Last Violent Call (Secret Shanghai, #3.5)(24)
“Are you not the ones hunting each of them down?” she hissed.
Maybe-Ilya tried to shoot again, rising onto his knees. Juliette finally returned fire, a bullet missing his side as he dove back to the ground in haste.
“Idiot girl, do not blame us. If anything, we need the girls alive. We are doing our damn best to knock them out and keep them unharmed.” When the man fired again, Juliette moved a second too slow, her breath coming heavy. A red-hot bullet grazed her shoulder. She flinched, and as she drew her elbow closer to keep the wound unmoving, the man attacked, pushing her into the ground as she had done to him before, gun to her head.
“Explain yourself,” she demanded, even in her precarious position.
She smacked her head up, tried to swivel. With a curse, Maybe-Ilya made a face so ferocious that spittle had gathered at the corners of his mouth.
“We are merely on a retrieval mission that you are interrupting,” he spat. “It is not our fault that they are brainwashed to kill themselves the moment we get near.”
Juliette froze in horror. He brought his gun down, intending to strike her hard and knock her out.
But before the arc could finish, Maybe-Ilya went limp. Someone from above hauled him right off her, carelessly tossing his slumped body aside.
“Christ, Juliette, you could have waited two minutes.”
Her vision focused on her savior, framed by the morning sun. Roma had never looked so beautiful, even while he was glaring at her. She most definitely had blood on her lip when she grinned in return.
“Stop looking so happy that you got beaten up.”
Roma reached down, hauling her onto her feet with a strong hand.
“I did not get beaten up,” Juliette corrected, finding her balance. “My opponent looks just as bad as me, so it would be more accurate to say that I got into a fierce scuffle.”
It didn’t seem like Roma was very entertained by her levity. He fussed over the dirt smears on her elbows, trying to brush her clean.
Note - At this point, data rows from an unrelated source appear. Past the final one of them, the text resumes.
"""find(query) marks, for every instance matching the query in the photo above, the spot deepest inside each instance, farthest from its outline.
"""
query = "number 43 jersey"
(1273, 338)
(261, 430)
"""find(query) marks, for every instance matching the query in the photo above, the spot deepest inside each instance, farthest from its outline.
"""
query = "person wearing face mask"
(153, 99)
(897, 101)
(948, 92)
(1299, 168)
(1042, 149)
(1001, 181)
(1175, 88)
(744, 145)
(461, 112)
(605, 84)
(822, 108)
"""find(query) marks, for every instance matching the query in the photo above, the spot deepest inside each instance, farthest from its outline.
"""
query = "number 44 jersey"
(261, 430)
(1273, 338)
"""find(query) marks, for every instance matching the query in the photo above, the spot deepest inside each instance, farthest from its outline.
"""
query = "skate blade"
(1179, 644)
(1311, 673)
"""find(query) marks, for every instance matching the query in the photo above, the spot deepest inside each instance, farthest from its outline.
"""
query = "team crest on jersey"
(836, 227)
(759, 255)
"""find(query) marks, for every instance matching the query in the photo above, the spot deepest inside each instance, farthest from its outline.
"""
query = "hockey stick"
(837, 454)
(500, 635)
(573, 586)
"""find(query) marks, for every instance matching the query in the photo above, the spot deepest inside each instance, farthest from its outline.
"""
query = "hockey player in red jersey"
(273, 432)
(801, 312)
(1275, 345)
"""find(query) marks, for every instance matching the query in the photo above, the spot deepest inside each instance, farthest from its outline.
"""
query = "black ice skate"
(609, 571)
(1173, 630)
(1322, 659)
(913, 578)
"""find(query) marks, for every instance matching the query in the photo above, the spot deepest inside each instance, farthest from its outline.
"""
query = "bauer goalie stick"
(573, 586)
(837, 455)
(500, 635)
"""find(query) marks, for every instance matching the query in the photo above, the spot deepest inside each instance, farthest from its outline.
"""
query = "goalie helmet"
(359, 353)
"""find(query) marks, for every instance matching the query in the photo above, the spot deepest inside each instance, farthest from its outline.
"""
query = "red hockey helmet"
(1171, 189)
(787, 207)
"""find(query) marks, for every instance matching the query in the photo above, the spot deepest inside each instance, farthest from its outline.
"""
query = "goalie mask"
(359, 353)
“Don’t worry about the rest of them,” he assured her as he nudged her hair out of her face, wincing at the bruising that was surely appearing along her forehead. “I knocked them out without exchanging too many pleasantries. I figured you would get the information.”
“That I did.” Juliette blew a piece of hair out of her eyes. “How did you know I ducked in here?”
“I have an internal compass that centers on you instead of true north.”
Juliette gave him a wry look.
“Well,” Roma added, gently padding his fingers along the ridge of her jaw, “I also saw the signs of a struggle in the dirt outside and figured you had dragged someone in here. What did he say?”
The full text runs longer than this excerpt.